Indeed, as SFJAZZ’s reach expands, one challenge will be maintaining ties to the local scene. Long before Blanchard was brought on to replace SFJAZZ founder Randall Kline, Bay Area jazz artists often described feeling a cold shoulder from the organization. Armand looks at Blanchard’s ongoing commitment to the New Orleans scene as a sign of how he’ll engage with the Bay Area.
Armand recalls that Ellis Marsalis, patriarch of the New Orleans jazz clan, “taught them the notion of community, that things begin at home.” “That’s core. I think there’s always going to be a strong focus on local, homegrown talent. To me, that means more than advocating for musicians. It’s about engaging audiences and building through-lines with our education programs.”
The ambitious plans for the future are taking shape even as SFJAZZ’s past comes into clearer focus. In May, the organization opened access to the SFJAZZ Historical Archive, a vast collection of some 2,000 recordings from the pre-SFJAZZ Center era.

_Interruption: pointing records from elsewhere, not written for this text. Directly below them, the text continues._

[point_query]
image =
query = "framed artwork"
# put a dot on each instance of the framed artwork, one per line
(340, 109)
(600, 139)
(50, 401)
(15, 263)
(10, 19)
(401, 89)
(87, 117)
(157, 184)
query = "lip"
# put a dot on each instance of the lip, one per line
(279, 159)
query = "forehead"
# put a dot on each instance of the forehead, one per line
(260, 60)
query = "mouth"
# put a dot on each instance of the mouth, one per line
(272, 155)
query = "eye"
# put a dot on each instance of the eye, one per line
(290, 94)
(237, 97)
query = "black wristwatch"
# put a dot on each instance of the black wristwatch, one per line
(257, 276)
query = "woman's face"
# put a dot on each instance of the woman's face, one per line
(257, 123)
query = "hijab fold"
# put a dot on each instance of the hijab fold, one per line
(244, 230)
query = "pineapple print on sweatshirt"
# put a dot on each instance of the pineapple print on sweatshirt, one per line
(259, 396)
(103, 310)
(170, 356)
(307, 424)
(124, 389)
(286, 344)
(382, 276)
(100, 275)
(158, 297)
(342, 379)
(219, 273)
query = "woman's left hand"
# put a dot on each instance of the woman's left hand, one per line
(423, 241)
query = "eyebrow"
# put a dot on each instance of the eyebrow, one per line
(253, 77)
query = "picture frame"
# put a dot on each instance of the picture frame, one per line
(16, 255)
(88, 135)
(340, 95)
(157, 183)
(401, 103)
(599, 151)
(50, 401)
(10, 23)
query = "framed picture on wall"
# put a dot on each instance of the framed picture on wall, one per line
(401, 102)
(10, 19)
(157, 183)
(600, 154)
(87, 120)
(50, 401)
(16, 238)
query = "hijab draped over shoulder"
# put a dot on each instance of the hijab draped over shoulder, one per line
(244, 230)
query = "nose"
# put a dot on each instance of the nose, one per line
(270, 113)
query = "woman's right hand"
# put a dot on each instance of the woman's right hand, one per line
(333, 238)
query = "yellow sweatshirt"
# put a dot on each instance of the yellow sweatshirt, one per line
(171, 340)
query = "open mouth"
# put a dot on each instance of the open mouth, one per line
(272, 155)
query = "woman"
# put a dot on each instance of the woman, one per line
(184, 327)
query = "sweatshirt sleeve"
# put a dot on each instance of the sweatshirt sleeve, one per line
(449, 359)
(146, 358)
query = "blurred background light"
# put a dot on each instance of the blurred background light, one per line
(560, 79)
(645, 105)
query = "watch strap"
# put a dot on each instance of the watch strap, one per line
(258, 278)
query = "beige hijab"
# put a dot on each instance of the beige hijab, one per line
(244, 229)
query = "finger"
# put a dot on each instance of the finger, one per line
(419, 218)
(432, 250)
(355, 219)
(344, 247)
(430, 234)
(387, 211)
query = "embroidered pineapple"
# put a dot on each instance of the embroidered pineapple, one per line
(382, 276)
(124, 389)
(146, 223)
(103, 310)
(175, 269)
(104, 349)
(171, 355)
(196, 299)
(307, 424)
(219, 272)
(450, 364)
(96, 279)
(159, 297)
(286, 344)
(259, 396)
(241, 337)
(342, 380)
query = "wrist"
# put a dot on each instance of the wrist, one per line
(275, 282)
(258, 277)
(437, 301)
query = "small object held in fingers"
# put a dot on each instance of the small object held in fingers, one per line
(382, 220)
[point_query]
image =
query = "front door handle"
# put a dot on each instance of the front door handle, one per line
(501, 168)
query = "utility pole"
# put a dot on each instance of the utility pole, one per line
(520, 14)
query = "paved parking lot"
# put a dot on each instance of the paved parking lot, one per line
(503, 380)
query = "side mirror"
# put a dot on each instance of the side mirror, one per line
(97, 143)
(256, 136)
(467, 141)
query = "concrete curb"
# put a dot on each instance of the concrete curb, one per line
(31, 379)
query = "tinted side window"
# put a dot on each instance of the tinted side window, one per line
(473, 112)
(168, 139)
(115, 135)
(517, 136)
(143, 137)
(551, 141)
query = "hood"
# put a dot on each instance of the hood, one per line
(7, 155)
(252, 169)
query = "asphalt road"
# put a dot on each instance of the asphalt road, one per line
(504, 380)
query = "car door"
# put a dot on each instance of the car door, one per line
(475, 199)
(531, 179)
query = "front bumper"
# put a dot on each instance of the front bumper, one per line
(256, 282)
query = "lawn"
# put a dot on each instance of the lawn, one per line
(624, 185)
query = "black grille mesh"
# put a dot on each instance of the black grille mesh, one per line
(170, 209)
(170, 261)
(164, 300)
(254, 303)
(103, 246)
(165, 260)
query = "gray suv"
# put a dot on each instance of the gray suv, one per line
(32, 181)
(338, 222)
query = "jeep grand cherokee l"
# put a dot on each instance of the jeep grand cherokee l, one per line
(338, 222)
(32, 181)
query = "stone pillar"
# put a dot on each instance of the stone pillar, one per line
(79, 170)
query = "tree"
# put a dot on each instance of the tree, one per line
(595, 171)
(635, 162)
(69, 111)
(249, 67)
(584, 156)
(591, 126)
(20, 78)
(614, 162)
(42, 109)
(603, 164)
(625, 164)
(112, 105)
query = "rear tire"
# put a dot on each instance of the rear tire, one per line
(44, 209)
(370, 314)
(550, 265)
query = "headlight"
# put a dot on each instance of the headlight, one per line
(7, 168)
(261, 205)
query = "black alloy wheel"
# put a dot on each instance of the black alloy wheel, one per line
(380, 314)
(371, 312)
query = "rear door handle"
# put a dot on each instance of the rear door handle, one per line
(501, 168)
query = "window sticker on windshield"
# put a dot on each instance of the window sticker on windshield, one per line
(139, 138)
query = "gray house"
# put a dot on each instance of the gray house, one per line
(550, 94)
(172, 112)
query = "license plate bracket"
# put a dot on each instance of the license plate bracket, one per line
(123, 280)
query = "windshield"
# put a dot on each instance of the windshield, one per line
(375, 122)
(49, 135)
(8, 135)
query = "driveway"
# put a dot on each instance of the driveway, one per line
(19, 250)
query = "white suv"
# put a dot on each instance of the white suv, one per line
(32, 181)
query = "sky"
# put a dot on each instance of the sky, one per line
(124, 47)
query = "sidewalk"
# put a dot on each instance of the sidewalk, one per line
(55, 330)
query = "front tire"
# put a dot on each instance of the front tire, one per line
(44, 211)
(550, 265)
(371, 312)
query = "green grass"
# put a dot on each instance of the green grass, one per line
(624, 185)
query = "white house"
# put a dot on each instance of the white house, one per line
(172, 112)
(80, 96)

Recorded between 1983 and 2012, the trove includes commissioned works, world premieres, panel discussions, pre-concert talks, and interviews, tracking the organization’s evolution from Jazz in the City to the San Francisco Jazz Festival, when concerts took place at venues around the city. The project, a decade-long effort to preserve events documented on cassettes, DATs, VHS, and other analog media, was supported by a grant from the Council on Library and Information Resources (CLIR) with preservation assistance from California Revealed.
The performances and conversations provide an invaluable window into the programmatic DNA that Blanchard inherited, with performances by epochal artists such as drummers Max Roach, Tony Williams, and Elvin Jones, tenor saxophonists Sonny Rollins, Pharoah Sanders, David Murray, and Joe Henderson, and trumpeters Wadada Leo Smith and Don Cherry (almost all of whom are also consequential composers).
If Blanchard’s vision for SFJAZZ stretches to the horizon, he has a deep well of creative fuel to draw on.